Why does everyone tell me to lift weights in my 40s?
Because after about 35, we lose muscle. Not a bit. A lot. Around 3 to 8 percent per decade if you do nothing. By your 50s, that adds up to weaker bones, slower metabolism, and a body that just feels harder to live in.
Perimenopause speeds it up. Oestrogen drops, muscle drops with it. You get tired faster. Things hurt more. Movements you did without thinking now feel awkward.
Strength training is the single thing proven to reverse that. Not slow it down. Reverse it. You can build muscle and bone density in your 40s, 50s, 60s. But you have to give your body a reason to. That reason is resistance.
What if I've never lifted weights before?
Start with your body. Seriously. A squat is resistance. A press-up against the kitchen counter is resistance. Holding a plank is resistance. Your own bodyweight is enough load to begin building strength, especially if you've been inactive.
After a few weeks, add light dumbbells. Two to four kilograms is plenty. You can pick up a cheap pair for under twenty quid. Or use tins of beans. I'm not joking. Resistance is resistance.
The exercise doesn't matter as much as you think. What matters is whether your body is working as one system. That overhead march I posted works your shoulders, your core, your glutes, and your feet all at the same time. That's functional. That's the kind of strength that makes real life easier.
Do I need to go to the gym?
No. Some women love the gym. Most of my clients don't. They train at home with a pair of dumbbells, a mat, and twenty minutes twice a week.
You don't need machines. You don't need a programme that looks like a bodybuilding split. You need exercises that teach your body to stabilise, to coordinate, to fire the right muscles at the right time.
Squats. Lunges. Overhead presses. Rows. Deadlifts with light weight. Planks. Carries. These are the movements that transfer to real life. Picking up your kid. Carrying the shopping. Getting up off the floor. Lifting something heavy without tweaking your back.
How often should I actually train?
Twice a week is enough to build and maintain muscle. Three times is better if you have the time and energy. More than that and you need proper recovery built in, which most of us don't have bandwidth for.
Twenty to thirty minutes. Full body. Two or three exercises, three sets each. Slow and controlled. Rest a day or two between sessions. That's it. You don't need an hour.
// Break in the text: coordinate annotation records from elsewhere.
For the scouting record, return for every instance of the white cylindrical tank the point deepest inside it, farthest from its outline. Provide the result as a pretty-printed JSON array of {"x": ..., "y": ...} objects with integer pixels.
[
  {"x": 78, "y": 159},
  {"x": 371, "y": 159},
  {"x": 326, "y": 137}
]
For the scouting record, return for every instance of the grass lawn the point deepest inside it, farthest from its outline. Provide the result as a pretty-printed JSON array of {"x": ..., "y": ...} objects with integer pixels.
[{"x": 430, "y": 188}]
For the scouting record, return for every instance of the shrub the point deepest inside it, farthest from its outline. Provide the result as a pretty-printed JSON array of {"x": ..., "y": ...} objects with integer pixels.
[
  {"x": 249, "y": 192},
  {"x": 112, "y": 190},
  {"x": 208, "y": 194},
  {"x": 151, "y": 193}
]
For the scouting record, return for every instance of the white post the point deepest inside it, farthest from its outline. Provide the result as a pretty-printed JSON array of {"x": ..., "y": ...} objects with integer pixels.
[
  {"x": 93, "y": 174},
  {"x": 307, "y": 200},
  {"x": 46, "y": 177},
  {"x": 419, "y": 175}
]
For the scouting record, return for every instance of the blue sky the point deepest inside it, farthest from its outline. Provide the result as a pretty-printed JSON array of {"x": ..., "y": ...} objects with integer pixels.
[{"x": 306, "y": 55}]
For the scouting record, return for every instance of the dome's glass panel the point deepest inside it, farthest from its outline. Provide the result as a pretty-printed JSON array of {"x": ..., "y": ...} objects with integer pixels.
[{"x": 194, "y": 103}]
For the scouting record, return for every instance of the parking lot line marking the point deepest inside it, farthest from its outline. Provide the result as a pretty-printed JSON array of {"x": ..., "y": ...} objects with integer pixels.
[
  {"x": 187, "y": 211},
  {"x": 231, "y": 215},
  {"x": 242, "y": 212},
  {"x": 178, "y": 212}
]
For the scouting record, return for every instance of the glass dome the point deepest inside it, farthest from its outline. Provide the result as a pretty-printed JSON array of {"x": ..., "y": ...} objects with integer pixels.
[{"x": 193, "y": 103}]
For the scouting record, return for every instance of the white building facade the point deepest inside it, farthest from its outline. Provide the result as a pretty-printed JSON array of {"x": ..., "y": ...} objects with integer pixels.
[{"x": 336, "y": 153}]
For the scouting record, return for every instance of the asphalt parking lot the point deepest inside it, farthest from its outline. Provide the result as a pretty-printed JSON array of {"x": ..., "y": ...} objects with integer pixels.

You don't need to go hard every time. You need consistency and progression.
Progression just means doing a bit more over time. One more rep. A slightly heavier weight. Better form. Slower tempo. Your body adapts to what you ask of it, but only if you keep asking just a bit more.
What actually happens when I get stronger?
Your posture changes. You stand taller without trying. Your lower back stops aching because your core and glutes finally do their job. You sleep better. You have more energy because muscle is metabolically active tissue. It literally makes your body work better.
And the connection thing is real. You start to feel where your body is in space. You notice when your ribs flare or your shoulders hike up. You can fix it. That's proprioception, and it's one of the first things we lose when we stop moving with intention.
Strength training brings it back. Not in a yoga-mystical way. In a your-nervous-system-remembering-how-to-coordinate way.
This is what I teach in the live sessions twice a week. Real exercises. Real cues. Nothing complicated. Just your body learning to work as one system again. If you want to try it, book a free session and see what it actually feels like.
Candice 💜
The questions that keep coming up
- Can I build muscle in my 40s if I've never lifted weights?
- Yes. You can build muscle at any age with consistent resistance training. Start with bodyweight exercises or light dumbbells twice a week, and your body will adapt and grow stronger.
- How heavy should my weights be as a beginner over 40?
- Start with two to four kilograms. The weight should feel challenging by your last few reps but still allow you to move with control. You can always add more weight as you get stronger.
- Is strength training safe during perimenopause?
- Yes. Strength training is one of the most effective ways to counteract the muscle and bone loss that accelerates during perimenopause. It also helps with energy, mood, and metabolism.
- Do I need a gym to start strength training?
- No. You can build real strength at home with a pair of dumbbells, bodyweight exercises, and twenty minutes twice a week. Machines are optional.